Am Samstag erwartet der FCC den KFC Uerdingen 05 im Paradies

21.03.2019

Anstoß gegen den individuell hochklassig besetzten Klub vom Niederrhein im heimischen Ernst-Abbe-Sportfeld ist 14 Uhr.

Beim Blick auf die Tabelle und die letzten Ergebnisse unseres samstägigen Gegners mag man sich einigermaßen verwundert die Augen reiben, ist doch der KFC Uerdingen individuell die wohl am stärksten besetzte Mannschaft der 3. Liga und wurde deshalb nicht ohne Grund vor Saisonbeginn von vielen Trainern als DER Aufstiegsaspirant gehandelt.

Das sahen die Verantwortlichen des KFC offenbar genauso. So wurde Aufstiegstrainer Stefan Krämer, der bereits im November vor dem Rauswurf stand, mit 37 Punkten bei zwei Zählern Rückstand auf die Aufstiegsränge nach dem ersten Spiel der Rückrunde freigestellt. Als Nachfolger wurde Norbert Meier verpflichtet, dem bisher vier Aufstiege gelangen. Doch entgegen den Erwartungen verschlechterte sich die Situation. Mitte der englischen Woche mit der Niederlage in Zwickau war der KFC die schlechteste Rückrundenmannschaft, holte bis dahin in acht Spielen zwei Punkte und kassierte 20 Gegentore. Glaubte Meier anfänglich an den Aufstieg, waren diese Ambitionen nach der 4:0-Niederlage in Halle erloschen. Nach dem 1:1 in der Vorwoche gegen Fortuna Köln wurde das Intermezzo beendet. Bis Saisonende übernimmt nun der bisherige Co-Trainer Frank Heinemann - alles andere als eine für den FCC wünschenswerte Konstellation. 

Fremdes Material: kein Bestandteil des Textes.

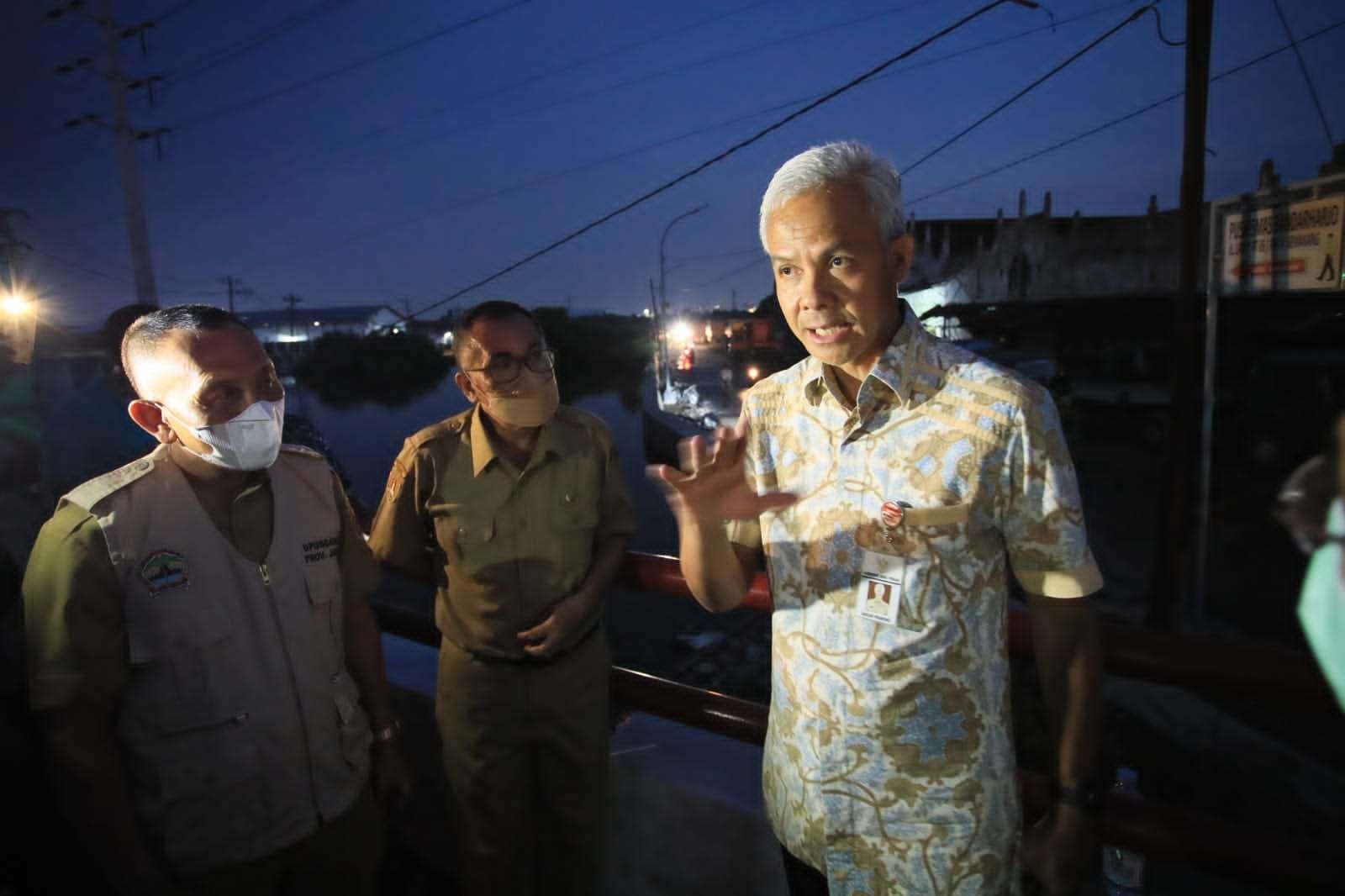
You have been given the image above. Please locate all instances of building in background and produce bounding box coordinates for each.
[238,299,406,345]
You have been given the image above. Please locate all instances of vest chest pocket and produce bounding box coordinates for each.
[125,587,235,735]
[304,557,345,674]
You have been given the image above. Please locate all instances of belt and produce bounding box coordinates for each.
[453,621,603,666]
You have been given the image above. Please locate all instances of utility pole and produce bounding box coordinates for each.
[281,293,303,339]
[0,208,32,293]
[215,275,257,314]
[47,0,166,305]
[1148,0,1215,628]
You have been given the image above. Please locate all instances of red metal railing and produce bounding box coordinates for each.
[378,551,1342,893]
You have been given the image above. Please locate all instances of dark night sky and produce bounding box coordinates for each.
[0,0,1345,327]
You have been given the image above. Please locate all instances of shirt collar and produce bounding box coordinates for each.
[468,403,577,477]
[803,298,926,403]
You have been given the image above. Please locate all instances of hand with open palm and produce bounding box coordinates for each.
[648,417,798,524]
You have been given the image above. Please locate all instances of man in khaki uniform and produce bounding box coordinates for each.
[23,305,409,894]
[370,302,635,896]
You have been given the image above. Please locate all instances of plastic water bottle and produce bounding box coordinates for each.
[1101,768,1145,896]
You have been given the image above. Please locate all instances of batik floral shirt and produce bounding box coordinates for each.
[729,301,1101,896]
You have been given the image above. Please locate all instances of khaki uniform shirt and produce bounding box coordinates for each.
[368,405,635,659]
[23,455,379,709]
[729,301,1101,896]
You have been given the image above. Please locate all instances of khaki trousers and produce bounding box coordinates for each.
[435,628,612,896]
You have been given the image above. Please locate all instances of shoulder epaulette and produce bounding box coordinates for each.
[402,408,472,451]
[62,453,155,510]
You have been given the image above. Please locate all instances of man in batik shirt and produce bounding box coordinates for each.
[652,144,1101,896]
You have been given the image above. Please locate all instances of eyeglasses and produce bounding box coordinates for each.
[462,349,556,386]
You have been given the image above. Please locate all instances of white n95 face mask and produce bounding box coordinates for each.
[173,398,285,470]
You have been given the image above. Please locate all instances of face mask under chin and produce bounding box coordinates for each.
[483,377,561,428]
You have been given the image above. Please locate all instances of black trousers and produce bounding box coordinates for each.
[780,845,827,896]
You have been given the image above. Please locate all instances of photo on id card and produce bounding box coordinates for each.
[854,551,906,625]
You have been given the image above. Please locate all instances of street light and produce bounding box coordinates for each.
[654,202,710,372]
[659,202,710,317]
[0,292,32,318]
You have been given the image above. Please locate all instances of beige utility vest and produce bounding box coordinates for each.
[66,445,372,872]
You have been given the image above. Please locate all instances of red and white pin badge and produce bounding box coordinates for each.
[879,500,906,529]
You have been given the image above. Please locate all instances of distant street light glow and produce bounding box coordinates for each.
[0,292,32,318]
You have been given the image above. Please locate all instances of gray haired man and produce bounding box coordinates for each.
[651,143,1101,896]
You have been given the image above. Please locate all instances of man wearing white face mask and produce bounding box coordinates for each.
[368,302,635,896]
[23,305,409,894]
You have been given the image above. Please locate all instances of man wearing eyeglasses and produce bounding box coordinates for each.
[370,302,635,894]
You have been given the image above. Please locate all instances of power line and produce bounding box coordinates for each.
[168,0,351,83]
[691,254,768,289]
[333,0,947,169]
[252,0,771,164]
[901,4,1154,175]
[1271,0,1336,156]
[39,0,1135,226]
[29,246,134,282]
[395,0,1026,316]
[906,18,1345,208]
[173,0,533,130]
[668,246,762,262]
[1154,4,1186,47]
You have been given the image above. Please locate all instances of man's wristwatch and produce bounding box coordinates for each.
[1054,782,1103,813]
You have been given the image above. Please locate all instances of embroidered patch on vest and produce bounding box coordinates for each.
[304,535,340,564]
[140,551,187,594]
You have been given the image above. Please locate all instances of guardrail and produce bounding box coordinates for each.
[377,551,1345,893]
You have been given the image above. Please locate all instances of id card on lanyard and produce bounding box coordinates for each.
[854,551,906,625]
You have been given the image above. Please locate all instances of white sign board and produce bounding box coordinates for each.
[1221,197,1345,293]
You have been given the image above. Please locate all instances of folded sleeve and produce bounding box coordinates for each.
[1000,389,1101,598]
[23,503,128,710]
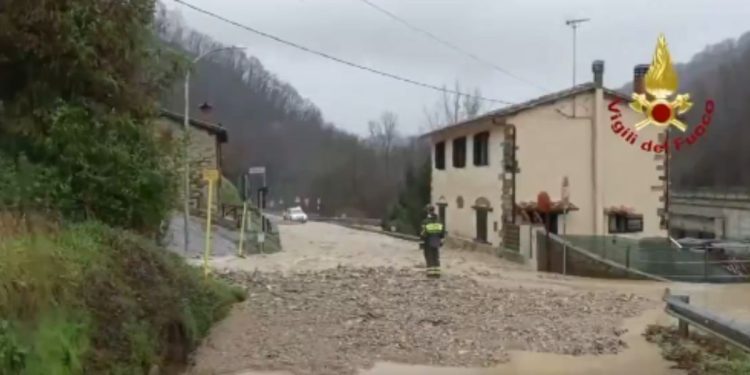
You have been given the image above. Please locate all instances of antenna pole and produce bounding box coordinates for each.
[565,18,591,117]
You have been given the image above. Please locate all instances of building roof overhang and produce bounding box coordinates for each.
[420,82,631,138]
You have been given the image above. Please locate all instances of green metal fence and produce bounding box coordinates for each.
[564,235,750,282]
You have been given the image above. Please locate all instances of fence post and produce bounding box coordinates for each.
[674,296,690,338]
[625,245,630,269]
[703,249,708,282]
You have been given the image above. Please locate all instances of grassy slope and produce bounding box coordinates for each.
[0,223,244,375]
[644,325,750,375]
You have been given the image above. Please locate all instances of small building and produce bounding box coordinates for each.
[424,61,666,250]
[158,103,228,212]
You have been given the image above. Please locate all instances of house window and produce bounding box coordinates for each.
[453,137,466,168]
[474,132,490,166]
[435,142,445,169]
[609,213,643,233]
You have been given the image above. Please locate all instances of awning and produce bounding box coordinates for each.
[516,201,578,214]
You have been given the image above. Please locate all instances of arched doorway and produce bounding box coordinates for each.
[436,196,448,227]
[472,197,492,243]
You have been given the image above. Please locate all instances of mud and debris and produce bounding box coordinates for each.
[189,267,653,375]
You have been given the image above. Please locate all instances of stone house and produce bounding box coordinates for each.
[423,61,666,246]
[157,104,228,209]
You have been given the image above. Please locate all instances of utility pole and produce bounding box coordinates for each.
[182,46,245,253]
[565,18,591,117]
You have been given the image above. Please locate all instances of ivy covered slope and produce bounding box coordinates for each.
[0,0,243,375]
[0,217,244,375]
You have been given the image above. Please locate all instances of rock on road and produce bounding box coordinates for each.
[189,222,750,375]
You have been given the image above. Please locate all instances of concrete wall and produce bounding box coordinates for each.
[669,193,750,240]
[157,118,220,209]
[432,90,665,245]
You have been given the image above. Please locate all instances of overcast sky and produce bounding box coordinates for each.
[165,0,750,135]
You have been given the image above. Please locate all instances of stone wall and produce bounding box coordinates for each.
[158,118,221,210]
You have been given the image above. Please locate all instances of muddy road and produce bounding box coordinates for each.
[188,222,748,375]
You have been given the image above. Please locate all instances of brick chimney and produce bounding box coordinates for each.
[633,64,649,94]
[198,102,214,124]
[591,60,604,87]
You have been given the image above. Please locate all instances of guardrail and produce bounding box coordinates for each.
[662,288,750,352]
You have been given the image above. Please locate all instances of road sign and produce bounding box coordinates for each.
[247,167,266,174]
[203,169,219,181]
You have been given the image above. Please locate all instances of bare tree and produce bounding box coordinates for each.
[367,111,399,178]
[424,81,483,129]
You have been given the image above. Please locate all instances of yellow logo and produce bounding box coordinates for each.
[630,34,693,132]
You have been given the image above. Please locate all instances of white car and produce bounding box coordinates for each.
[284,207,307,223]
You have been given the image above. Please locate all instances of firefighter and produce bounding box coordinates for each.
[419,205,445,278]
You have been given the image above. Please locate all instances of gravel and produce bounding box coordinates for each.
[192,267,651,375]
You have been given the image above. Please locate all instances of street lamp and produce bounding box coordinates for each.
[182,46,245,253]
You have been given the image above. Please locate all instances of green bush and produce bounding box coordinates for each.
[0,222,244,375]
[0,102,176,233]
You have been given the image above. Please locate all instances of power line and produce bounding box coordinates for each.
[359,0,549,91]
[175,0,514,104]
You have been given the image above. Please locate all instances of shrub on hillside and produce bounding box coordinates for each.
[0,102,176,232]
[0,222,244,375]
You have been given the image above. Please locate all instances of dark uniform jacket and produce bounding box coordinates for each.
[419,214,445,248]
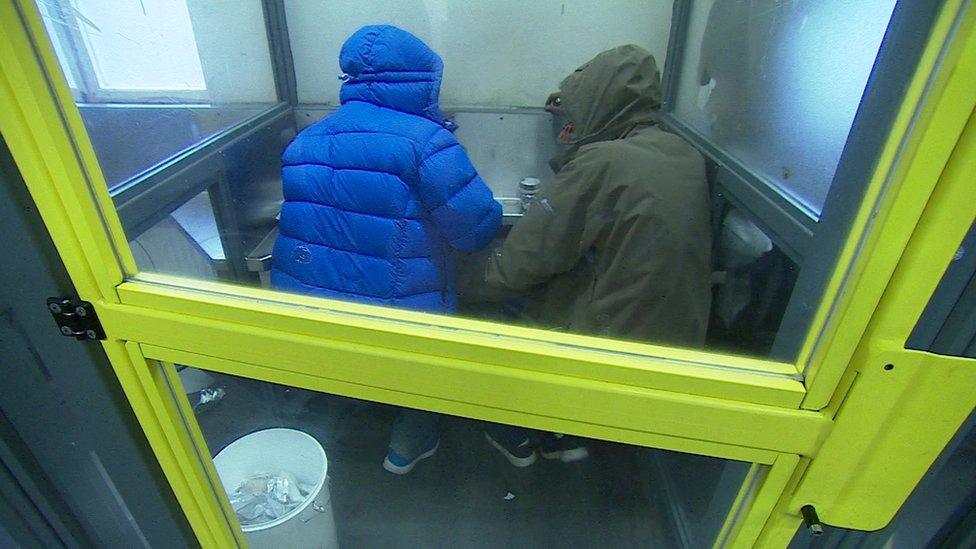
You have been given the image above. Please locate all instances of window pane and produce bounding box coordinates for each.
[172,366,750,547]
[71,0,206,90]
[34,0,908,364]
[38,0,277,188]
[674,0,895,218]
[285,0,671,108]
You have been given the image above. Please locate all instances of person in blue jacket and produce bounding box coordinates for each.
[271,25,501,474]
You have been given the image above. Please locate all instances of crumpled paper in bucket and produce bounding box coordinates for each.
[227,471,313,526]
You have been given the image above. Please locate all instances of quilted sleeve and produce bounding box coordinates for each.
[417,130,502,252]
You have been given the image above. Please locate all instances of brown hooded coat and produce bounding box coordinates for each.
[485,46,711,346]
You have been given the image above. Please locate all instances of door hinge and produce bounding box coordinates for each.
[47,297,105,341]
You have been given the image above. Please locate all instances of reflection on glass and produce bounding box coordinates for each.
[37,0,277,188]
[675,0,895,217]
[40,0,832,355]
[173,367,750,547]
[129,191,226,280]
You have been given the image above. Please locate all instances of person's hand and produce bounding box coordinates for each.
[546,92,563,114]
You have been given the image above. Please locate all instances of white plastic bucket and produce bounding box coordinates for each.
[214,429,339,549]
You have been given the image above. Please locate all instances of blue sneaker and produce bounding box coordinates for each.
[383,437,441,475]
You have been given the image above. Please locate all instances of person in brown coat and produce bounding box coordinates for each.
[485,46,711,347]
[484,45,711,466]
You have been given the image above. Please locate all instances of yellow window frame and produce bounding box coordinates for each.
[0,0,976,546]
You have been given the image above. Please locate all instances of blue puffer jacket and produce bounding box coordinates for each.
[271,26,501,312]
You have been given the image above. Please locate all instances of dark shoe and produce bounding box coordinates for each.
[539,433,590,463]
[383,437,441,475]
[485,431,536,467]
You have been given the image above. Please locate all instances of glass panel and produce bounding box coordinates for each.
[37,0,277,188]
[34,0,904,364]
[674,0,895,218]
[172,366,750,547]
[285,0,671,108]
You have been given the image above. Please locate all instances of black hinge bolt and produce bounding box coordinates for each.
[800,505,823,536]
[47,297,105,341]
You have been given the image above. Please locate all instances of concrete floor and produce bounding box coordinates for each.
[185,370,740,548]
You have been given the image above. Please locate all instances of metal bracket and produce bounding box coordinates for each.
[47,297,105,341]
[800,505,824,536]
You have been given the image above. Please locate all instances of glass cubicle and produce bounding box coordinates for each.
[30,0,924,359]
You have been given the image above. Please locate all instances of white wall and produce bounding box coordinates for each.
[187,0,278,104]
[285,0,672,107]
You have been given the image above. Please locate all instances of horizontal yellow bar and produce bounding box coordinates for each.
[97,304,829,454]
[141,345,780,464]
[119,275,804,408]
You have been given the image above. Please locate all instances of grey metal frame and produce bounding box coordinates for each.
[662,0,944,360]
[110,0,298,249]
[905,223,976,358]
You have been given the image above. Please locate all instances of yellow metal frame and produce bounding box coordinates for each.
[0,0,976,547]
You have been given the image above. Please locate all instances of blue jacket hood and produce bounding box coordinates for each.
[339,25,452,129]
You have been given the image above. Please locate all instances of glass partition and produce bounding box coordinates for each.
[172,364,762,547]
[30,0,912,364]
[673,0,895,219]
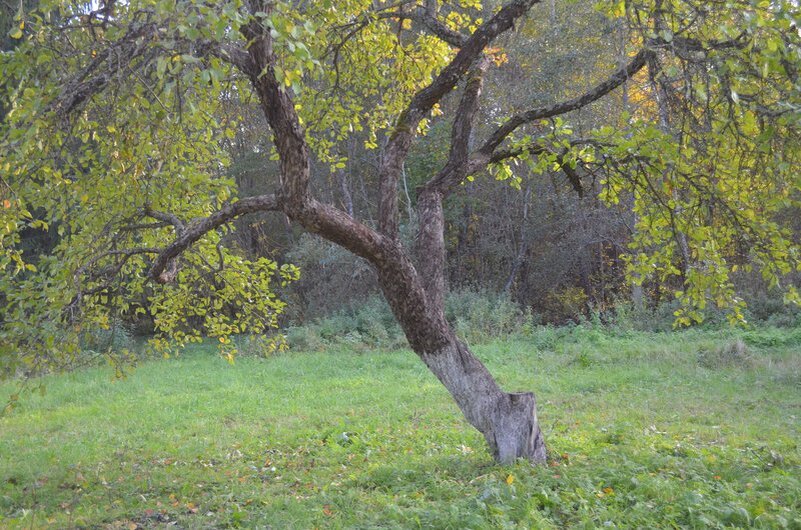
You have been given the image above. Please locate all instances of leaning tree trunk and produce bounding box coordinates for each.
[377,210,546,463]
[238,0,545,463]
[420,339,545,463]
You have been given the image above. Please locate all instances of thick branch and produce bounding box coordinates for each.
[379,0,540,238]
[48,24,158,117]
[425,56,491,197]
[478,49,654,159]
[150,191,279,283]
[415,56,490,307]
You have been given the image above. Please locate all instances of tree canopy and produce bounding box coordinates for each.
[0,0,801,452]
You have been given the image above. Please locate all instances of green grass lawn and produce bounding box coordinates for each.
[0,327,801,529]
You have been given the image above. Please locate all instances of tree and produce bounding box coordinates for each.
[0,0,801,462]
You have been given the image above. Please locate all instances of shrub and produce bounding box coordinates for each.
[698,339,754,369]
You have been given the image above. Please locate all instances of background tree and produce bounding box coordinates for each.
[0,0,801,462]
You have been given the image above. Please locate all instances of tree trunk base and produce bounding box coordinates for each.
[484,392,546,464]
[421,339,546,464]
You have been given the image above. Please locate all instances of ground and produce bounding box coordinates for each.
[0,326,801,529]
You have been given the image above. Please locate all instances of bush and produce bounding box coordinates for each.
[698,339,754,369]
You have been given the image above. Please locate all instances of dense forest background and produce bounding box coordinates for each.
[0,0,801,342]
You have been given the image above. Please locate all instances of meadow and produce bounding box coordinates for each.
[0,326,801,529]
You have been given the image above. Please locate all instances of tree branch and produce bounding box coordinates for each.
[478,48,654,160]
[150,195,280,283]
[378,0,540,238]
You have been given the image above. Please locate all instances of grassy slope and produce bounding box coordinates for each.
[0,328,801,529]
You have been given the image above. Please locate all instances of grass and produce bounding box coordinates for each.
[0,327,801,529]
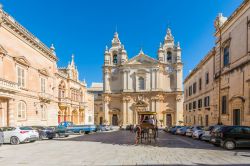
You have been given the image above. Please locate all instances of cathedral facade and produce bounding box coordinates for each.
[102,28,183,127]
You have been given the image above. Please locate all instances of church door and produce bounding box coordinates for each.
[166,114,172,126]
[112,114,118,126]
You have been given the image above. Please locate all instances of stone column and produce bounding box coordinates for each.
[7,99,14,126]
[103,96,111,124]
[122,99,127,127]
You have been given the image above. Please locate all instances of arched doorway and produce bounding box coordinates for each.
[99,117,103,125]
[72,110,78,124]
[112,114,118,126]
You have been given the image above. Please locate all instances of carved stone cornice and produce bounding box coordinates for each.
[13,56,30,67]
[0,45,7,57]
[122,96,132,102]
[175,95,183,102]
[38,69,49,76]
[103,95,111,103]
[0,11,58,61]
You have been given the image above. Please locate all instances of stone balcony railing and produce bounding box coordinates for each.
[38,92,53,103]
[0,78,20,93]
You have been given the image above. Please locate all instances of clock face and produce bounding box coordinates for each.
[165,66,174,73]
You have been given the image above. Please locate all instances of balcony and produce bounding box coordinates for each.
[0,78,20,93]
[79,102,87,110]
[38,92,53,103]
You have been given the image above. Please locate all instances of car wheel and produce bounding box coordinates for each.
[79,130,85,135]
[224,140,235,150]
[10,137,20,145]
[55,133,60,138]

FCC-Cheftrainer Lukas Kwasniok geht dennoch davon aus, dass sich die taktischen und personellen Veränderungen der Uerdinger in Jena in Grenzen halten werden und weiß um das Problem des KFC: "Sie sind eine hervorragend besetzte Truppe, der es aber zuletzt nicht gelang, diese Qualität als Team auf die Straße zu bringen." Ungeachtet der Probleme in Krefeld plagen den FCC genügend eigene. Immerhin hellte sich das Gesicht des Jenaer Trainers bei der Frage nach dem Verletztenstand beim FCC etwas auf. "Mit Ausnahme von Julian Günther-Schmidt und Logan Rogerson sind alle Spieler im Trainingsbetrieb. Grünes Licht für Samstag gibt es bei Dominic Volkmer und Justin Gerlach." Hinter möglichen Einsätzen von Maximilian Wolfram und Sören Eismann stehen für Samstag allerdings noch Fragezeichen. "Aber in jedem Falle habe ich gegen den KFC wieder mehr Optionen als zuletzt."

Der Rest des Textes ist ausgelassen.